Dr. Alessandra PICCHIOTTI
Hamburg Advanced Research Centre for Bioorganic Chemistry (HARBOR) Hamburg University (Germany)
Biomolecular Sciences and Biotechnology Institute GBB, Biochemistry department, University of Groningen (the Netherlands)
Abstract
Reactive oxygen species (ROS) play a central role in cellular oxidative stress, driving DNA damage that compromises genomic stability, tightly linked to carcinogenesis. Paradoxically, the same oxidative pathways are exploited in cancer therapy. Yet, despite its biological and clinical relevance, the molecular mechanism of ROS–DNA interaction remains only partially understood, largely because the key events occur on ultrafast femtosecond timescales beyond the reach of conventional biophysical techniques, such as HPLC, Comet Assay, Immunofluorescence Imaging or PCR. These limitations prevent the study of the earliest structural changes from ROS-DNA interaction, while they happen.

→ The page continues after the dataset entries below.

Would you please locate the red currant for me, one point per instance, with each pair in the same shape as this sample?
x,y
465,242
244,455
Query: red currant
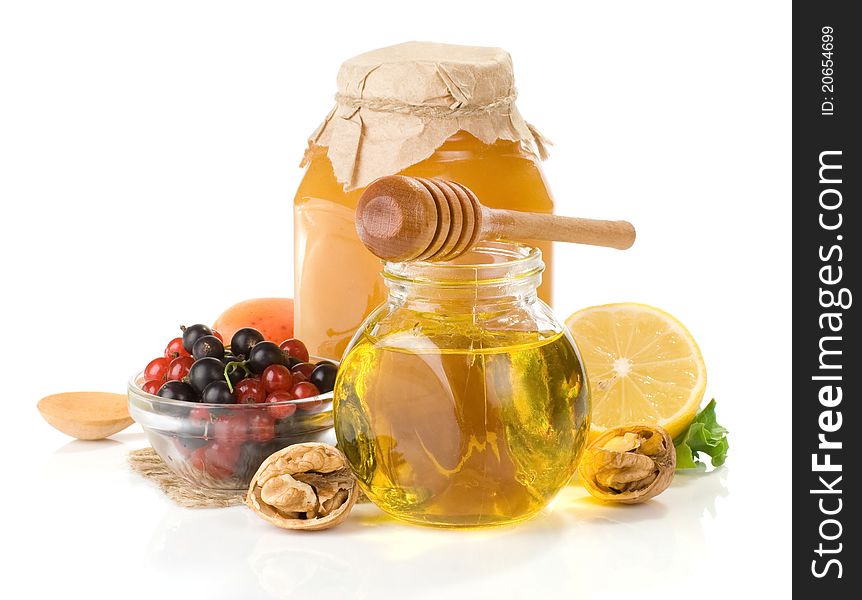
x,y
157,369
305,368
284,410
216,459
179,367
277,378
261,427
304,389
175,348
231,427
152,387
295,348
249,391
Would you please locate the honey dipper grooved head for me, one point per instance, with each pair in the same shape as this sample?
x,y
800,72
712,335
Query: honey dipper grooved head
x,y
397,218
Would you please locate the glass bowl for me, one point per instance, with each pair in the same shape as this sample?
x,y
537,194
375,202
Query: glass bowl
x,y
221,446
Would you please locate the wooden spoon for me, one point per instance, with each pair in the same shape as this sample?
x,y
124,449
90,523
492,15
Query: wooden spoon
x,y
86,415
403,218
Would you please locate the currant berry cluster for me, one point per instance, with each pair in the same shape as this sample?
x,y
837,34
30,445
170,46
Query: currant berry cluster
x,y
228,443
198,367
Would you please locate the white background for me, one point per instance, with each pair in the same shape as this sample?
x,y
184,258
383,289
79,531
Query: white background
x,y
148,158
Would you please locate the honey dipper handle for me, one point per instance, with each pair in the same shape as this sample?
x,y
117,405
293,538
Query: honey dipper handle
x,y
518,225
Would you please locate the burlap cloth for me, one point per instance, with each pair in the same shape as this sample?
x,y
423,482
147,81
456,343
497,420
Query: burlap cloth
x,y
150,466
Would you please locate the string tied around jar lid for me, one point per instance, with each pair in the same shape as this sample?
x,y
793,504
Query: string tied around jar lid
x,y
427,111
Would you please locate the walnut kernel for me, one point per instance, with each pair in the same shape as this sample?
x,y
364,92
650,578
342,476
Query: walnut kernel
x,y
305,486
629,464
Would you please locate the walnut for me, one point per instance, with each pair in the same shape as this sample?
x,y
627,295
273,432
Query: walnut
x,y
305,486
629,464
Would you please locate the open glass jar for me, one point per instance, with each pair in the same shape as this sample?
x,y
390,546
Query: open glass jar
x,y
461,401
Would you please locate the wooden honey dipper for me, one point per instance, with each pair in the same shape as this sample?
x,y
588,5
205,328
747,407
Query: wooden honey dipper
x,y
403,218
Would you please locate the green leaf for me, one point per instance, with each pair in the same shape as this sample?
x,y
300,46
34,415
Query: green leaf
x,y
703,435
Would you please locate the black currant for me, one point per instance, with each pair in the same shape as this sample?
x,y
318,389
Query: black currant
x,y
208,345
204,372
243,340
323,376
217,392
264,354
178,390
193,333
236,374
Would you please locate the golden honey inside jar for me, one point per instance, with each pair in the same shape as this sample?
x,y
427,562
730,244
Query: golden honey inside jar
x,y
462,401
417,109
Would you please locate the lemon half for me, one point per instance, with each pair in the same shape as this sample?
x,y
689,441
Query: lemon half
x,y
643,366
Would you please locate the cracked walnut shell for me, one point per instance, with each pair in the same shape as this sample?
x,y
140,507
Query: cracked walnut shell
x,y
305,486
629,464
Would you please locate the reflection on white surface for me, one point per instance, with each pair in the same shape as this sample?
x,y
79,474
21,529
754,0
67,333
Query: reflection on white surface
x,y
579,546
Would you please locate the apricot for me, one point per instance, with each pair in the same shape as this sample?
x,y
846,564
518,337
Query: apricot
x,y
273,317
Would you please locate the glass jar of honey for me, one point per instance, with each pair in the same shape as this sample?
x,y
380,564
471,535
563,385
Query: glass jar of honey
x,y
420,109
461,401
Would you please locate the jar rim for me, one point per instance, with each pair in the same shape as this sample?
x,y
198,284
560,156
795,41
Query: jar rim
x,y
518,262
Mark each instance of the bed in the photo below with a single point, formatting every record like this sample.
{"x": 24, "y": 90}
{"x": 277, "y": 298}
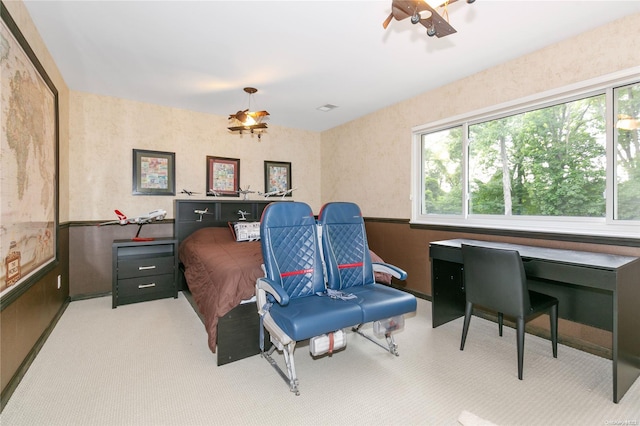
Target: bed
{"x": 218, "y": 273}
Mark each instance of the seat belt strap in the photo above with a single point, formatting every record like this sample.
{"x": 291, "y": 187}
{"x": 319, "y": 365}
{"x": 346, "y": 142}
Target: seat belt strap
{"x": 263, "y": 312}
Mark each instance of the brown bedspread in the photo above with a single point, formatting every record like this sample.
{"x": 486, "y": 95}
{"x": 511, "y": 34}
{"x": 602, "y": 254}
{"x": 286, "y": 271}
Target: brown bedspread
{"x": 221, "y": 273}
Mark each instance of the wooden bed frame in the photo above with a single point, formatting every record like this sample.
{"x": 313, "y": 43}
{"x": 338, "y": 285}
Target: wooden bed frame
{"x": 239, "y": 330}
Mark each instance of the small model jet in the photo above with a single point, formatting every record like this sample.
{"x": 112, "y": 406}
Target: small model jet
{"x": 201, "y": 212}
{"x": 277, "y": 193}
{"x": 155, "y": 215}
{"x": 245, "y": 192}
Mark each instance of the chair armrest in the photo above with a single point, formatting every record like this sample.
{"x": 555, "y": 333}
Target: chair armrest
{"x": 276, "y": 291}
{"x": 386, "y": 268}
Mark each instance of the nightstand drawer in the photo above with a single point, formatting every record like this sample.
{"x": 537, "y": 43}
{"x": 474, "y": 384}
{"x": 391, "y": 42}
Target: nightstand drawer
{"x": 145, "y": 266}
{"x": 142, "y": 286}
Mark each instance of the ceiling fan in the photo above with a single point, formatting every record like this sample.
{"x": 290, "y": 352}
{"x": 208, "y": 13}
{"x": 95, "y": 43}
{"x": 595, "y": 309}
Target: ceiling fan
{"x": 421, "y": 12}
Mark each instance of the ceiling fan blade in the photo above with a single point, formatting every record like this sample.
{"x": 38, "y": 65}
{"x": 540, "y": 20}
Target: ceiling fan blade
{"x": 437, "y": 23}
{"x": 385, "y": 24}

In this talk, I will present an integrated experimental platform combining femtosecond time-resolved spectroscopy with quasi–single-particle DNA spectroscopy to resolve, in real time, the dynamics of oxidative damage initiation. We focus on how ROS-induced lesions disrupt π-stacking interactions, destabilize base pairing, and produce transient conformational DNA structures.
Together, these methodologies open a new window into the ultrafast physics of DNA oxidation, providing mechanistic insight directly relevant to understanding cancer initiation and optimizing ROS-based therapeutic strategies.